Hosted on our HyperDrive Storage Router and powered by RGW, Ceph’s thorough implementation of an S3-compatible API acts as a translation layer between the underlying object store and clients making RESTful HTTP requests.
These requests are converted into RADOS calls to mon daemons and OSDs hosted on HyperDrive storage, which is in turn responsible for the lower-level data management, replication, and housekeeping.
As one of the most popular ways to use Ceph, RGW has seen rapid and heavy development and today not only has a plethora of independent features but is also designed to be massively scalable and performant, and enable users to build out deployments across regions with multiple availability zones. In addition, multi-tenancy allows service providers to host many customers on a single deployment with total namespace separation.
Scalability and load balancing your cluster
RGW is a stateless daemon which can be added or removed from a cluster at will – and each instance functions autonomously. Each gateway can independently handle requests sent its way, without having to talk to any other gateways. This stateless architecture means that the service can be scaled horizontally, and adding more gateways as demand increases is trivial.
In this example, deploying and scaling endpoints is entirely handled by HyperDrive Storage Router. The decision you’ll need to make with this setup, is how you wish to provide S3 clients with a single interface or endpoint; how you’ll perform the magic behind the scenes to ensure that requests can be balanced across a changing and evolving landscape of storage routers hosting the gateway. This single interface needs to effectively handle the scaling up or down of not only the storage routers, but also the load balancing services themselves.

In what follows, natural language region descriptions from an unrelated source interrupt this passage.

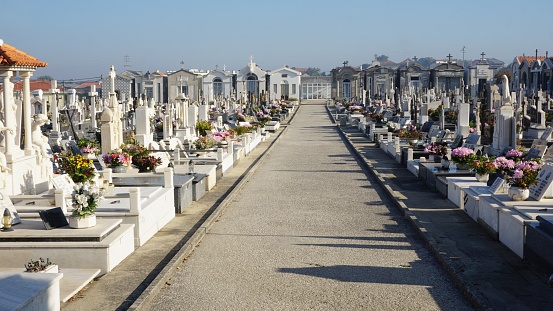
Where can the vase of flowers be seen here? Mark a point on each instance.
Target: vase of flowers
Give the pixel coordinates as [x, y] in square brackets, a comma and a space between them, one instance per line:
[79, 169]
[84, 201]
[146, 163]
[524, 175]
[116, 160]
[88, 147]
[205, 142]
[463, 156]
[482, 167]
[436, 149]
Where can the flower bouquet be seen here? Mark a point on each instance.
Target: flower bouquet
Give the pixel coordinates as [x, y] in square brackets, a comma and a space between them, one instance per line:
[76, 166]
[115, 159]
[482, 165]
[85, 199]
[205, 142]
[436, 148]
[88, 146]
[146, 163]
[525, 174]
[463, 157]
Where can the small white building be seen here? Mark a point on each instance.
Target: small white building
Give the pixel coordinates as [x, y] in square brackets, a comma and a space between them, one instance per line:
[217, 85]
[481, 74]
[188, 82]
[251, 82]
[285, 84]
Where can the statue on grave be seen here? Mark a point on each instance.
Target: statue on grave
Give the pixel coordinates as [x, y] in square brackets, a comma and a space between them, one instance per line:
[506, 92]
[40, 142]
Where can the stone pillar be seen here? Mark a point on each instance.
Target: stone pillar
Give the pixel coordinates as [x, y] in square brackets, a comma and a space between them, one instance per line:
[93, 94]
[463, 127]
[9, 116]
[28, 146]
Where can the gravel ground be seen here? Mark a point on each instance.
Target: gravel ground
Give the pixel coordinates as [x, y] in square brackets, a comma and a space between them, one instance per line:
[310, 231]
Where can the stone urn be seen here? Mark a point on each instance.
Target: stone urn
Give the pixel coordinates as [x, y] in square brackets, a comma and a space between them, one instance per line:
[482, 178]
[445, 163]
[518, 193]
[119, 169]
[82, 222]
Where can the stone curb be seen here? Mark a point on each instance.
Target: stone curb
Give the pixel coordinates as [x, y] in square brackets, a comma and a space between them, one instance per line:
[144, 300]
[474, 299]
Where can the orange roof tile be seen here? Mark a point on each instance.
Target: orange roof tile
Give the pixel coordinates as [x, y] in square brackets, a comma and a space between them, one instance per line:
[530, 59]
[44, 85]
[10, 56]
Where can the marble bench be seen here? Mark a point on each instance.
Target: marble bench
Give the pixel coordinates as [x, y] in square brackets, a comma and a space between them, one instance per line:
[101, 247]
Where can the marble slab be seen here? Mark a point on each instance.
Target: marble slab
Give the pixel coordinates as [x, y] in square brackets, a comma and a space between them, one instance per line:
[33, 230]
[30, 291]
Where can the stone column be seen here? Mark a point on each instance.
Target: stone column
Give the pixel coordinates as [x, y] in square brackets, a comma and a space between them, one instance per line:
[28, 146]
[9, 116]
[93, 94]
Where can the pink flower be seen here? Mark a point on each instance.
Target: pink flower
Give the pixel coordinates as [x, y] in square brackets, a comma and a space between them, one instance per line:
[503, 163]
[513, 153]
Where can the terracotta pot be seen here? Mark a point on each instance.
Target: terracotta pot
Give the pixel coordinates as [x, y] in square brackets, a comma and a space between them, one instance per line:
[518, 193]
[482, 178]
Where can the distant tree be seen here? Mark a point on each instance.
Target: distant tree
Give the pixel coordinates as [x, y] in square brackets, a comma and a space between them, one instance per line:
[313, 71]
[425, 61]
[49, 78]
[382, 58]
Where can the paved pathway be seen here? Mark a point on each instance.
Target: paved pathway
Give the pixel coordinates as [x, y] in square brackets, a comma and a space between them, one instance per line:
[311, 231]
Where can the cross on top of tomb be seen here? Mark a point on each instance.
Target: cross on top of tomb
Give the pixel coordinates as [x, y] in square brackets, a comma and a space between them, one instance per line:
[112, 78]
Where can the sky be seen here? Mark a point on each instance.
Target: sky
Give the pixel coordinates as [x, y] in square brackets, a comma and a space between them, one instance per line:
[82, 39]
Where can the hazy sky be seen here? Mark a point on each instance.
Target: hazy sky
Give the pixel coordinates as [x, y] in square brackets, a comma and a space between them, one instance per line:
[81, 39]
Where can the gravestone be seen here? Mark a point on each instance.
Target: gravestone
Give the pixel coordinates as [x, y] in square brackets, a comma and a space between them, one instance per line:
[458, 142]
[536, 152]
[543, 187]
[5, 202]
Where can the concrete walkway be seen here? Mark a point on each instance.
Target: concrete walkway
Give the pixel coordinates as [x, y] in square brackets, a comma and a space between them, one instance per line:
[311, 230]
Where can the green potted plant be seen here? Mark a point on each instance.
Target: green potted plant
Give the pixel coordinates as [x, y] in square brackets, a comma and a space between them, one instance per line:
[41, 266]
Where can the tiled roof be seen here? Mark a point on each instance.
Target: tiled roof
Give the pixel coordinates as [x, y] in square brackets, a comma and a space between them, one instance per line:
[10, 56]
[88, 84]
[44, 85]
[529, 59]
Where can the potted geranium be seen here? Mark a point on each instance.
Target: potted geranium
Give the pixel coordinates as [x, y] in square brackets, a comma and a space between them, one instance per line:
[205, 142]
[437, 149]
[146, 163]
[84, 201]
[463, 156]
[116, 160]
[79, 169]
[525, 174]
[88, 146]
[482, 166]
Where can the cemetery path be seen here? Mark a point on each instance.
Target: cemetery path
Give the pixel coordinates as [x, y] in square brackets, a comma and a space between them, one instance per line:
[311, 230]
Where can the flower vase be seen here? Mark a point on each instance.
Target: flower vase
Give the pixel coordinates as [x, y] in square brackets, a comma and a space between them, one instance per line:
[87, 221]
[445, 164]
[482, 178]
[119, 169]
[462, 166]
[518, 193]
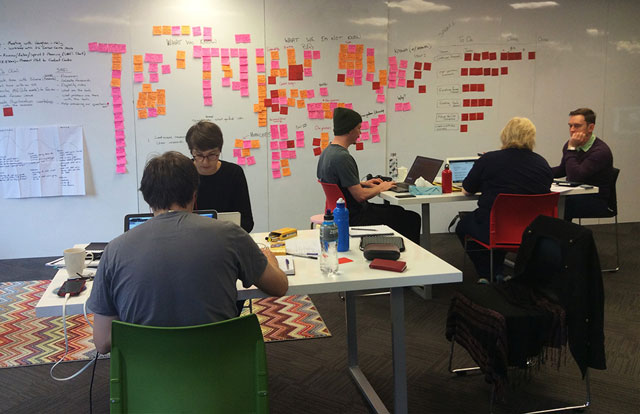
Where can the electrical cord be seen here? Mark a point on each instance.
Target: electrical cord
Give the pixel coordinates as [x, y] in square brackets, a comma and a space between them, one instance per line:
[66, 343]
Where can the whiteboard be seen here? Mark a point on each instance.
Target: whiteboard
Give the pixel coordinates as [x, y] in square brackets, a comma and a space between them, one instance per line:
[564, 56]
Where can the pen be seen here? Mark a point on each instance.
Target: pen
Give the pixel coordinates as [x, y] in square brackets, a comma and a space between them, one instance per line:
[308, 255]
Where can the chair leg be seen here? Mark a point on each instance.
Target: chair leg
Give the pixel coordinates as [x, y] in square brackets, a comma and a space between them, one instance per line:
[615, 269]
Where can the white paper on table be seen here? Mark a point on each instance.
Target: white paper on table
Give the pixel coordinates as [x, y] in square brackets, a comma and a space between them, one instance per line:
[41, 161]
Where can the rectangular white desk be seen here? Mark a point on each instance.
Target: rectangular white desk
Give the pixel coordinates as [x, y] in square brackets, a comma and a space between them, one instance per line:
[423, 268]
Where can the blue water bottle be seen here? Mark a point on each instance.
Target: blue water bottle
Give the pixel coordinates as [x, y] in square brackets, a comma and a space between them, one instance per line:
[341, 218]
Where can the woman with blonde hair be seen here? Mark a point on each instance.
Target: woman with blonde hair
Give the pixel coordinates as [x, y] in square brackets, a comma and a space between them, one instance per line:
[514, 169]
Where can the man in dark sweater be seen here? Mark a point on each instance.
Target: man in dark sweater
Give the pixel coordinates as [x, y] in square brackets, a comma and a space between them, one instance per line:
[585, 159]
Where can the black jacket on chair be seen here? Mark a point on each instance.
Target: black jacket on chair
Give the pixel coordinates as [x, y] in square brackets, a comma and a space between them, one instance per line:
[578, 284]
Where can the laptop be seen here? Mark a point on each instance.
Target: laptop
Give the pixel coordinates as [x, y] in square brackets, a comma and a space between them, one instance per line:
[424, 167]
[460, 167]
[133, 220]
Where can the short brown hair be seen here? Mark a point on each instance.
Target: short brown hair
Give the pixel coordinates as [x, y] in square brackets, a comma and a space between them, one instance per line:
[519, 133]
[204, 136]
[589, 115]
[170, 178]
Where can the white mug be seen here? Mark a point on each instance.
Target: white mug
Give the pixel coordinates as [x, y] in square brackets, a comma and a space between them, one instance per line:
[402, 174]
[75, 261]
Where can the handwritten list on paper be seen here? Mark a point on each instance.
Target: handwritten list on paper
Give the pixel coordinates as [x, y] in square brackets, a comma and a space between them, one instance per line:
[41, 161]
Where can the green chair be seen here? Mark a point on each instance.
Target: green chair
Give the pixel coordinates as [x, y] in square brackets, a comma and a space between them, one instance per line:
[215, 368]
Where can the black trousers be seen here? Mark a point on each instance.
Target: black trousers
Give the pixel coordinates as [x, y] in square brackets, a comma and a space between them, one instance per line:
[479, 229]
[585, 206]
[404, 222]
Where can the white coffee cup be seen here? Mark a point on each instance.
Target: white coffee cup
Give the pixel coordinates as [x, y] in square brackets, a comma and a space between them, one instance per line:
[402, 174]
[75, 261]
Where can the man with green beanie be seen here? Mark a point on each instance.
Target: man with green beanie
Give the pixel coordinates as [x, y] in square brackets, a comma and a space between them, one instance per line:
[337, 166]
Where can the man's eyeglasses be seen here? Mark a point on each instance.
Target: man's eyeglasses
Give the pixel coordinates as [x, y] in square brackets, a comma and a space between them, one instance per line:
[209, 157]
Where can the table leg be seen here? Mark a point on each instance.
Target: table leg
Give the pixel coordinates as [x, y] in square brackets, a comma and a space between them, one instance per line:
[398, 350]
[425, 291]
[352, 356]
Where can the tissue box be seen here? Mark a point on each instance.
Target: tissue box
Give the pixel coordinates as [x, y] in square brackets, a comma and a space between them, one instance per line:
[425, 190]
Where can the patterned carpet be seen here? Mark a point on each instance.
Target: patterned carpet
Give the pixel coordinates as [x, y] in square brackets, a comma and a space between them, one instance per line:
[27, 340]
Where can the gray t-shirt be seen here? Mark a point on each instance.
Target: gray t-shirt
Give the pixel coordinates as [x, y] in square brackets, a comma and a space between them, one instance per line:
[177, 269]
[337, 166]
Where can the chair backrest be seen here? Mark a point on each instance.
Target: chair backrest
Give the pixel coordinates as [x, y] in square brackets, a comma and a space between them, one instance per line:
[213, 368]
[512, 213]
[613, 197]
[331, 193]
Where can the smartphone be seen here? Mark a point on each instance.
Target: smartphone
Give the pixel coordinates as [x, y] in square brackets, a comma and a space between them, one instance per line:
[73, 287]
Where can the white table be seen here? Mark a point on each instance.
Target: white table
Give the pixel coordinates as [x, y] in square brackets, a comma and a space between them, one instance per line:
[423, 268]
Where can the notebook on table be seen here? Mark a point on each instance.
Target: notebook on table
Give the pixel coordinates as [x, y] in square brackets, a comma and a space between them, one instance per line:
[424, 167]
[460, 167]
[133, 220]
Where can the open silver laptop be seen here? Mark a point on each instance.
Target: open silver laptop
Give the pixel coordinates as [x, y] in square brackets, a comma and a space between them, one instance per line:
[460, 167]
[424, 167]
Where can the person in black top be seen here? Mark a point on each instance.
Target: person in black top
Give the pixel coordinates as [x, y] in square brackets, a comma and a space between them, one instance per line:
[223, 186]
[514, 169]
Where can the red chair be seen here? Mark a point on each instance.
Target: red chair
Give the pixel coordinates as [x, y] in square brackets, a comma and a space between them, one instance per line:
[332, 194]
[510, 215]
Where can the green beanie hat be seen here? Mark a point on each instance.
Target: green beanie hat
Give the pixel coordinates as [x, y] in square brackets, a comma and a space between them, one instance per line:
[344, 120]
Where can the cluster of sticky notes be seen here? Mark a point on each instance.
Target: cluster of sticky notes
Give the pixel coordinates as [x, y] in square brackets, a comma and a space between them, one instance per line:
[107, 47]
[283, 149]
[473, 87]
[475, 116]
[403, 106]
[276, 71]
[242, 150]
[150, 103]
[116, 51]
[504, 70]
[350, 59]
[477, 102]
[182, 30]
[319, 144]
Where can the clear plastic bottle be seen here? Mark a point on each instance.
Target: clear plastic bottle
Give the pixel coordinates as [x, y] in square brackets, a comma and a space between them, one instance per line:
[341, 218]
[328, 245]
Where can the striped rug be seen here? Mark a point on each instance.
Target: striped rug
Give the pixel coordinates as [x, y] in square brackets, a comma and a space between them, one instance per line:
[28, 340]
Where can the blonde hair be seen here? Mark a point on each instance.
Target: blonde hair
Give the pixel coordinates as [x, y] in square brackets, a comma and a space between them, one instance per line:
[519, 133]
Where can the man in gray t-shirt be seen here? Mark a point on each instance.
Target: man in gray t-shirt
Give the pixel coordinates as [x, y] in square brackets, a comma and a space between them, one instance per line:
[177, 269]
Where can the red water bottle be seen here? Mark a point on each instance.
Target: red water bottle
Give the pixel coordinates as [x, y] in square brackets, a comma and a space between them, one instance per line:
[446, 179]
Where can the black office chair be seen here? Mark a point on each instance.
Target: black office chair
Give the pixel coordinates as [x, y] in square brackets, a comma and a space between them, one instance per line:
[555, 298]
[612, 213]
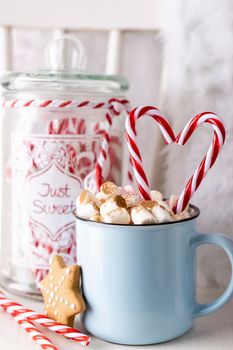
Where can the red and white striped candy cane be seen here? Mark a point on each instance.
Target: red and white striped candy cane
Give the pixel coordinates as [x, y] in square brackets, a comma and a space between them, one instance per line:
[131, 135]
[23, 313]
[116, 107]
[36, 335]
[209, 159]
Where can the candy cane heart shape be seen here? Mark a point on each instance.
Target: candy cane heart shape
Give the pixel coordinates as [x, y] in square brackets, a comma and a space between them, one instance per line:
[208, 160]
[131, 136]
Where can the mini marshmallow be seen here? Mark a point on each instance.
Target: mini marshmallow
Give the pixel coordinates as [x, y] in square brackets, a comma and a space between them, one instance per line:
[156, 195]
[132, 200]
[107, 189]
[88, 197]
[96, 218]
[166, 207]
[86, 211]
[183, 215]
[112, 203]
[128, 189]
[161, 214]
[140, 216]
[172, 200]
[148, 204]
[118, 216]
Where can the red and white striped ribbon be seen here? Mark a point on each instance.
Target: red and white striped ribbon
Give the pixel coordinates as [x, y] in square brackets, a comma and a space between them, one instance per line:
[208, 160]
[131, 136]
[64, 104]
[18, 310]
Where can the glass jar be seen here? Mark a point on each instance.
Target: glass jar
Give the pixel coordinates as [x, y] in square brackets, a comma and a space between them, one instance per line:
[54, 122]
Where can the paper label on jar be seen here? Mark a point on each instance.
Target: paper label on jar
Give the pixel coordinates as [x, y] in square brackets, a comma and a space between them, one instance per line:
[47, 174]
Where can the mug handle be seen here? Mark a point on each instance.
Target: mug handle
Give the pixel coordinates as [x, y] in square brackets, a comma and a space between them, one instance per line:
[226, 244]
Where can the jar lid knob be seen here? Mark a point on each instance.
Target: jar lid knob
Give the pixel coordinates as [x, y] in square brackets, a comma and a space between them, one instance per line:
[65, 53]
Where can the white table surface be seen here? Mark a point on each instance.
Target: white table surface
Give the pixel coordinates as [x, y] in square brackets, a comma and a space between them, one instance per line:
[213, 332]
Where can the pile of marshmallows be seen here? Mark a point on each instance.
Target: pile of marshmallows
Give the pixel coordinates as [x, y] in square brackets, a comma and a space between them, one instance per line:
[117, 205]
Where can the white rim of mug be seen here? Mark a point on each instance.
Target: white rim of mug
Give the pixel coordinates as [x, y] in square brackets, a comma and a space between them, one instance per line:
[196, 209]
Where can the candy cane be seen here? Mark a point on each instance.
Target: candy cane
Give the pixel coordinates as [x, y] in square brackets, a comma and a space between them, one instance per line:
[209, 159]
[23, 313]
[130, 126]
[116, 108]
[35, 334]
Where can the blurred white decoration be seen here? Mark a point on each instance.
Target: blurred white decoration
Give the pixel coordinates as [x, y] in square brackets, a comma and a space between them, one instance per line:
[198, 76]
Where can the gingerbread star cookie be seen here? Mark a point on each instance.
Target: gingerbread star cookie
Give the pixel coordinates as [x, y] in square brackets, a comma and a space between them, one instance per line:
[61, 292]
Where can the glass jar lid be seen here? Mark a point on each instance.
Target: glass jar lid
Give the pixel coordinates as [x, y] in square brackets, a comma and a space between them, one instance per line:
[65, 59]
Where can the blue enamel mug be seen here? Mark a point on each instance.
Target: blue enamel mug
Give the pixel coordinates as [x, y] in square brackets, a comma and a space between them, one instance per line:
[139, 281]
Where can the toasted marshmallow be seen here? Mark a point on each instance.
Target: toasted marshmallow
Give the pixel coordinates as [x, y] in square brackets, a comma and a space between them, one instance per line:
[107, 189]
[140, 216]
[148, 204]
[161, 214]
[117, 216]
[172, 200]
[166, 207]
[96, 218]
[183, 215]
[86, 211]
[128, 189]
[132, 200]
[112, 203]
[156, 195]
[88, 197]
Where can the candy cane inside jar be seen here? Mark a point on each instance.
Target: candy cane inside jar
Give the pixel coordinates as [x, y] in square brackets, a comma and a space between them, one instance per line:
[54, 132]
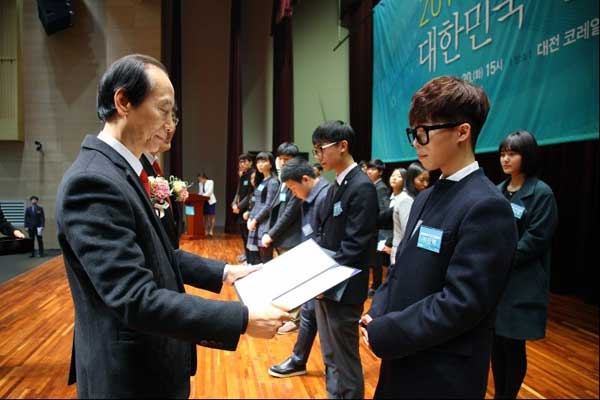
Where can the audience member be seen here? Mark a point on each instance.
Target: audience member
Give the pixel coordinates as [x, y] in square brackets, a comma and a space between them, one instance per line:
[431, 321]
[35, 222]
[136, 329]
[375, 170]
[207, 188]
[349, 229]
[318, 168]
[522, 310]
[299, 177]
[7, 229]
[259, 216]
[397, 185]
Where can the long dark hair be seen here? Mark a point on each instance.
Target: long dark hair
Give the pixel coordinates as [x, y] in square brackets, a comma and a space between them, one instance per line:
[524, 143]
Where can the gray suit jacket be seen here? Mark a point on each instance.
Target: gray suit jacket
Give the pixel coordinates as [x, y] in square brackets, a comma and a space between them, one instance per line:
[135, 328]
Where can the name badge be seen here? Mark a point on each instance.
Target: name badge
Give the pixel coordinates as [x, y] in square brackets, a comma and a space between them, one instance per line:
[430, 239]
[337, 208]
[307, 230]
[517, 210]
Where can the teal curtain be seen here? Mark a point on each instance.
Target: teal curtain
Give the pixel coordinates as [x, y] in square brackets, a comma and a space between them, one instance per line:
[537, 61]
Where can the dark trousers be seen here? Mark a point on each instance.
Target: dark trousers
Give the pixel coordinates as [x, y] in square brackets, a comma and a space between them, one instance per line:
[509, 366]
[306, 333]
[244, 234]
[33, 235]
[338, 332]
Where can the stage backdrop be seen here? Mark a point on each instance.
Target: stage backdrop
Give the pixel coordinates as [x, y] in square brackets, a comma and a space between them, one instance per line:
[537, 61]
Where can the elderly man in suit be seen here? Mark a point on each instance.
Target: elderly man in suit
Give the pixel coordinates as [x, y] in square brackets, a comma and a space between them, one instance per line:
[135, 327]
[349, 228]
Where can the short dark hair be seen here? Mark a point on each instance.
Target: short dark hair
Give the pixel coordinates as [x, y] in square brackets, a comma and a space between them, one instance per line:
[524, 143]
[245, 156]
[129, 73]
[288, 149]
[295, 169]
[377, 163]
[414, 169]
[450, 99]
[334, 131]
[267, 155]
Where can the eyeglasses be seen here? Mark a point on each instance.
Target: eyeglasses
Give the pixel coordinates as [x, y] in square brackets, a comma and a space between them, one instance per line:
[174, 118]
[319, 149]
[420, 133]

For some environments, a solution as simple as round-robin DNS may suffice. For a larger-scale architecture, developing automation to deploy multiple load balancing layers is the way to go. This typically consists of Layer 4 TCP load balancing in conjunction with the typical Layer 7 HTTP load balancers and ECMP routing.
Multiple layers gives us the flexibility to add and lose both storage routers and load balancers, without sacrificing availability or performance.
Multi-site implementation, for your geographically distributed HPC needs
If you’re building a production S3-enabled service that needs to either service multiple regions, or be resilient to the loss of an entire facility, you’re going to need to build a geographically distributed S3 service. RGW has a mature system for building out a complex and large-scale distributed S3 service, with multiple layers.
This consists of Realms, Zone Groups, and Zones which allow you to structure your S3 service with layered logical namespaces to support geographically dispersed customers with a performant and resilient service. Replication takes place between zones within a zone group, and multiple zone groups can serve and handle S3 requests within a realm. Zone groups can also be split across larger geographical regions for asynchronous replication between zones if that architecture is desired.
The economy and flexibility of Ceph makes it a natural choice for scalable storage. And with HyperDrive’s wire-speed performance (PDF download), you have a solution that can work efficiently with S3 for highly cost-efficient, on-demand, and portable HPC.
Please note: I originally published a version of this article on the SoftIron blog, but as SoftIron has changed its product line-up since then, the article is no longer live. So, I've republished a modified version of it here for posterity.